Evaluation of Emotional Self-Awareness and Impulse Control in Drug-Dependent Individuals With and Without Borderline Personality Characteristics Undergoing Methadone Maintenance Treatment (MMT)
Background: Drug addiction is one of the most significant problems related to general health in the world, creating various mental problems in addicts and leading to social and family difficulties. Emotional factors also play a key role in treating addiction.
Objectives: The purpose of this study is to examine emotional self-awareness and impulse control in drug-dependent individuals with and without borderline personality characteristics undergoing methadone maintenance treatment (MMT).

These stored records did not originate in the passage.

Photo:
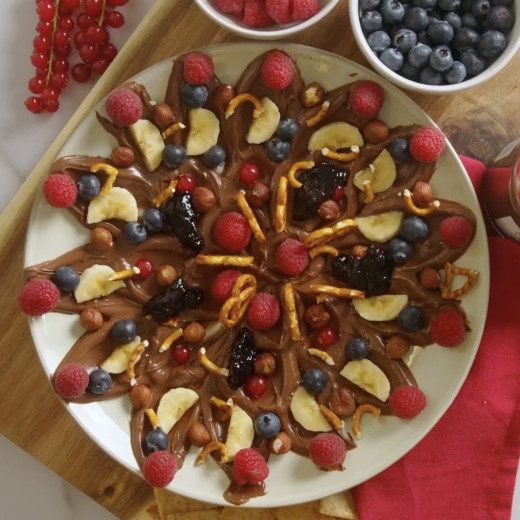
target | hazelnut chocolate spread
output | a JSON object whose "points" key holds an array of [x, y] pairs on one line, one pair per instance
{"points": [[157, 370]]}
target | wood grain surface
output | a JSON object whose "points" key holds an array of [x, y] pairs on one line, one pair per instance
{"points": [[478, 123]]}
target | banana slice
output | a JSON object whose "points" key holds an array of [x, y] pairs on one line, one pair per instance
{"points": [[203, 133], [306, 411], [335, 136], [381, 174], [117, 362], [264, 126], [241, 431], [173, 405], [117, 203], [381, 308], [94, 283], [368, 376], [381, 227], [149, 140]]}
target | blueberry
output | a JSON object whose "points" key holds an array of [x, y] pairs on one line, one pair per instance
{"points": [[156, 440], [392, 58], [411, 318], [287, 128], [267, 425], [154, 220], [193, 96], [66, 278], [378, 41], [214, 156], [89, 186], [174, 155], [400, 150], [99, 381], [314, 381], [134, 233], [357, 348], [400, 250], [277, 149]]}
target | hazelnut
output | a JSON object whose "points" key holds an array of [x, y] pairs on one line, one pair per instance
{"points": [[313, 94], [257, 193], [163, 115], [281, 443], [123, 156], [316, 316], [198, 435], [140, 396], [396, 347], [166, 275], [194, 332], [203, 199], [264, 364], [101, 239], [342, 402], [90, 319], [422, 193], [328, 210]]}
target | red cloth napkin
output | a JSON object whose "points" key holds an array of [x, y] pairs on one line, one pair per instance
{"points": [[465, 468]]}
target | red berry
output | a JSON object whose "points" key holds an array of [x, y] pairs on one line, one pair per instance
{"points": [[455, 231], [124, 106], [223, 284], [256, 385], [327, 451], [232, 231], [427, 144], [277, 70], [70, 381], [448, 328], [367, 98], [60, 190], [249, 467], [159, 468], [263, 311], [292, 257], [407, 401], [38, 296]]}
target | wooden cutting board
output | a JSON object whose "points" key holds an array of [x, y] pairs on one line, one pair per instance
{"points": [[478, 123]]}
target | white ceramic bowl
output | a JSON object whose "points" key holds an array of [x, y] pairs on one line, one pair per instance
{"points": [[273, 32], [512, 47]]}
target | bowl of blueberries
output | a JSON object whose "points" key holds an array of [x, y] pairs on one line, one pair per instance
{"points": [[436, 46]]}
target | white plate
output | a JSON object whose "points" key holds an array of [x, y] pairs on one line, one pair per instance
{"points": [[440, 372]]}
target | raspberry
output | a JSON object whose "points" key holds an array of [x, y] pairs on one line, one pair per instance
{"points": [[455, 231], [249, 467], [327, 451], [232, 231], [407, 401], [263, 311], [292, 257], [71, 381], [277, 70], [60, 190], [198, 68], [448, 328], [305, 9], [427, 144], [255, 14], [159, 468], [367, 98], [223, 284], [124, 107], [38, 296]]}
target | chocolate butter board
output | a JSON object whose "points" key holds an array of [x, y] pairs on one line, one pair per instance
{"points": [[59, 438]]}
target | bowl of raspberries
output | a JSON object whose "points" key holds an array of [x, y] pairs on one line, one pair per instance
{"points": [[266, 19], [437, 46]]}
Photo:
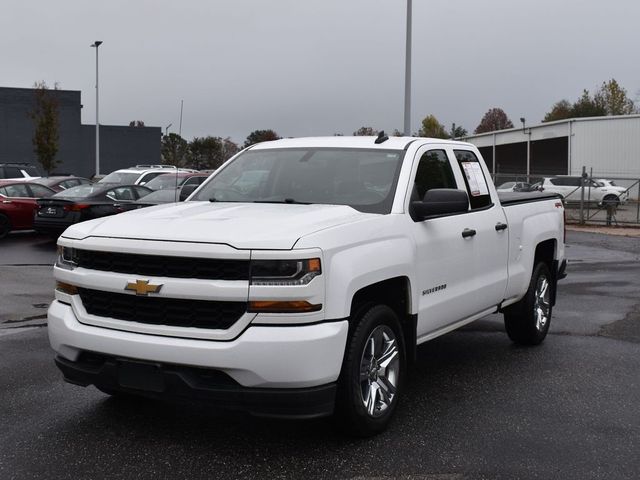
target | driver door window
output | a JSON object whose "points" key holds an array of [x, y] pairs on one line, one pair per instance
{"points": [[434, 171]]}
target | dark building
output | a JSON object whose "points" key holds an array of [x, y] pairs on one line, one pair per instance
{"points": [[120, 146]]}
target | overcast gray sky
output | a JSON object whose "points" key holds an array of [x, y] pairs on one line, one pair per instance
{"points": [[318, 67]]}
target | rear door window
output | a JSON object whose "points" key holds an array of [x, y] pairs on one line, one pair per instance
{"points": [[17, 191], [474, 179], [39, 191], [12, 172]]}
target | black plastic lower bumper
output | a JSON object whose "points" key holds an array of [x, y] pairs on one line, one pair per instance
{"points": [[177, 382]]}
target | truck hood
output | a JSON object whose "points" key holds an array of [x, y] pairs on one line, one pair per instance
{"points": [[240, 225]]}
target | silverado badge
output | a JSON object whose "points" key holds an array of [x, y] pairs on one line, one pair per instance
{"points": [[142, 287]]}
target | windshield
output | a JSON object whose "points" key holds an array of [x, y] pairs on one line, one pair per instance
{"points": [[121, 178], [166, 180], [364, 179], [80, 191], [161, 196]]}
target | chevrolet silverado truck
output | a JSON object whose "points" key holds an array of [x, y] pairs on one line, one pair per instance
{"points": [[299, 279]]}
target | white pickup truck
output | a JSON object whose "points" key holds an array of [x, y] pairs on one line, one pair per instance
{"points": [[300, 277]]}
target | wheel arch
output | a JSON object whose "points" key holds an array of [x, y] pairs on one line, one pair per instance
{"points": [[396, 294]]}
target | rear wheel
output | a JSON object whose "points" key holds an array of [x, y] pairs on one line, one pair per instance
{"points": [[5, 225], [527, 322], [372, 372]]}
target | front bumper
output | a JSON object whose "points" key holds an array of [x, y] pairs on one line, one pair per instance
{"points": [[168, 381], [289, 357]]}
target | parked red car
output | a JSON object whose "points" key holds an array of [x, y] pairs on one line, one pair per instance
{"points": [[18, 204]]}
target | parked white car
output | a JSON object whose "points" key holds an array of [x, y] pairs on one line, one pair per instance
{"points": [[141, 174], [569, 187]]}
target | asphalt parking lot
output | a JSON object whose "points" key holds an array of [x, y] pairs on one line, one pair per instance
{"points": [[475, 406]]}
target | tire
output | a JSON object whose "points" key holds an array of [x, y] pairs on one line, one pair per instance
{"points": [[527, 321], [372, 372], [5, 225]]}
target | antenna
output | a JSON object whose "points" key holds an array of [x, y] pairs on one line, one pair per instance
{"points": [[381, 137]]}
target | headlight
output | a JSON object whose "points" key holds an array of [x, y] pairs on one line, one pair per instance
{"points": [[67, 258], [284, 272]]}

Patients and Methods: This was a descriptive-correlational study. The population of the study included 361 drug-dependent individuals under Methadone Maintenance Treatment (MMT) who were selected randomly among referrals to substance abuse treatment clinics in Zahedan, Iran, in 2013. To obtain data, emotional self -awareness and impulse control were assessed using Bar-On Emotional Quotient Inventory (EQI) and Millon Clinical Multiaxial Inventory III (MCMI-III). Data were analyzed using SPSS software version 16.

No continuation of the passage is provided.